Seminars & Events
Environmental Science Division Seminar
"Point Pattern Modeling for Degraded Presence-Only Data over Large Regions"
DATE: April 19, 2010
TIME: 10:30 AM - 11:30 AM
SPEAKER: Avishek Chakraborty, Duke University
LOCATION: Bldg. 203 Room E-142, Argonne National Laboratory
Description:
Explaining species distribution using local environmental features is a long standing ecological problem. Often, available data is collected as a set of presence locations only thus precluding the possibility of a presence-absence analysis. We propose that it is natural to view presence-only data for a region as a point pattern over that region and to use local environmental features to explain the intensity driving this point pattern. This suggests hierarchical modeling, treating the presence data as a realization of a spatial point process whose intensity is governed by environmental covariates. Spatial dependence in the intensity surface is modeled with random effects involving a zero mean Gaussian process. Highly variable and typically sparse sampling effort as well as land transformation degrades the point pattern so we augment the model to capture these effects. The Cape Floristic Region (CFR) in South Africa provides a rich class with such species data. The potential, i.e., nondegraded presence surfaces over the entire area are of interest from a conservation and policy perspective. Our model assumes grid cell homogeneity of the intensity process where the region is divided into _ 37,000 grid cells.
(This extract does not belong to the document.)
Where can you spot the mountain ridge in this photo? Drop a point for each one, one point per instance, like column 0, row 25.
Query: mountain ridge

To work with a Gaussian process over a very large number of cells we use predictive process approximation. Bias correction by adding a heteroscedastic error component is implemented. The model was run for a number of different species. Comparison is made with the now popular Maxent approach, though the latter is much more limited with regard to inference. Additional inference such as investigation of species richness immediately follows from our modeling framework.